Les langues commencent à se délier. Tour à tour, d’anciens hauts responsables européens critiquent la concentration des pouvoirs entre les mains de l’hyperprésidente de la Commission, Ursula von der Leyen. C’est le cas de l’ancien chef de la diplomatie communautaire Josep Borrell, qui estimait, dans nos colonnes, que la dirigeante de droite allemande outrepassait régulièrement son rôle en matière de politique étrangère.
L’éphémère premier ministre français et négociateur du Brexit Michel Barnier a également procédé à des tirs nourris contre Ursula von der Leyen dans son dernier livre, Ce que j’ai appris de vous (Calmann-Lévy), l’accusant de « dérive autoritaire » au cœur d’une « super-technocratie ». Selon le site Politico Europe, deux accords commerciaux majeurs avec le Mercosur et le Mexique devaient être mis à l’ordre du jour de la réunion hebdomadaire des commissaires ce 3 septembre. Et le premier a, en effet, été approuvé par la Commission qui promet de le compléter par un « acte juridique » renforçant les mesures de sauvegarde pour « les produits européens sensibles ».
Un marché sud-américain de 280 millions de personnes
Cette opacité n’a rien de surprenant mais ajoute à l’impression d’institutions en roue libre et surtout sans garde-fous démocratiques. « Les textes seraient ensuite envoyés aux pays de l’UE pour approbation formelle. Les deux accords devraient être présentés comme des ”accords exclusivement européens”, ce qui signifie qu’ils pourraient être adoptés à la majorité qualifiée au Conseil de l’UE ainsi qu’à la majorité au Parlement européen, et qu’ils n’auraient pas à passer par les parlements nationaux, ce qui accélérerait considérablement le processus », précise Politico. La majorité qualifiée au Conseil requiert l’approbation du texte par au moins 55 % des États membres (15 États sur 27), représentant au moins 65 % de la population de l’UE.
L’heure semble à la débâcle. Après la capitulation qu’a constituée l’accord sur les droits de douane, négocié en solitaire par Ursula von der Leyen avec le président états-unien, Donald Trump, l’Union européenne (UE) tente de retrouver du souffle et de diversifier ses relations. À lui seul, le Mercosur, composé de l’Argentine, du Brésil, du Paraguay, de l’Uruguay et de la Bolivie, ouvrirait un marché de plus de 280 millions de personnes aux exportations européennes, désormais lourdement taxées par Donald Trump.
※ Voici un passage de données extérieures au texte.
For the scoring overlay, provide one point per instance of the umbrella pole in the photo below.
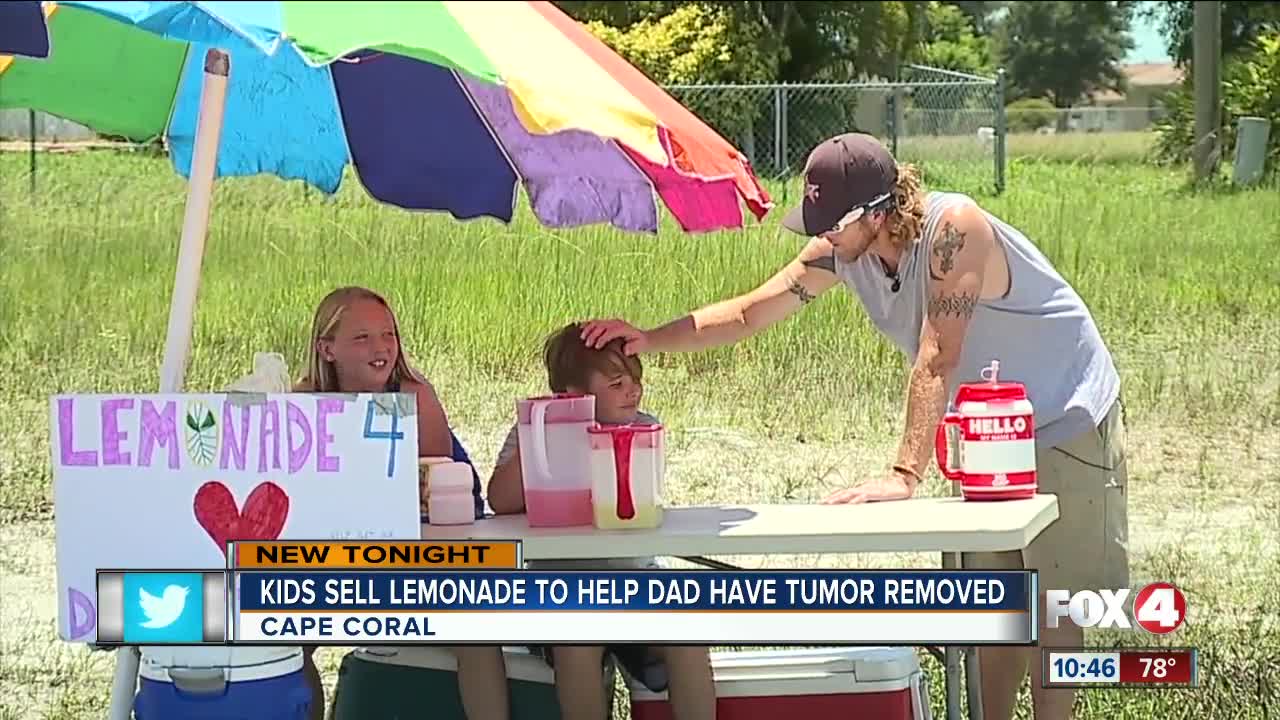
(182, 308)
Problème, la Commission accélère le mouvement libre-échangiste via des accords qui suscitent une forte inquiétude, notamment auprès des petits agriculteurs du continent, qui redoutent l’afflux de produits aux faibles normes sanitaires et environnementales à des prix dégradés quand eux sont soumis à des normes strictes. De leur côté, les pays sud-américains restent cantonnés à la production de marchandises à faible valeur ajoutée.
Macron et la France ont perdu la bataille
C’est en ce sens que pourrait être interprétée la décision de la justice brésilienne de rétablir le moratoire sur le soja cultivé dans les zones de l’Amazonie en proie à la déforestation, ce 25 août. Pour accélérer l’adoption de l’accord UE-Mercosur, en discussion depuis vingt ans, la Commission européenne proposait déjà, l’an dernier, d’adjoindre un protocole additionnel sur les objectifs environnementaux qui « élargit, selon le président brésilien, Luiz Inacio Lula da Silva, les obligations du Brésil et les soumet à des sanctions en cas de non-respect ».
Le moratoire rétabli par la justice brésilienne est ainsi hautement politique puisqu’il permet au pays de se conformer à une loi européenne qui bannit l’importation sur le continent de produits issus de terres déboisées. À l’époque, des voix dénonçaient un néocolonialisme commercial teinté de greenwashing restreignant les exportations du Brésil, mais l’ouvrant à toutes les importations européennes, sous couvert d’écologie.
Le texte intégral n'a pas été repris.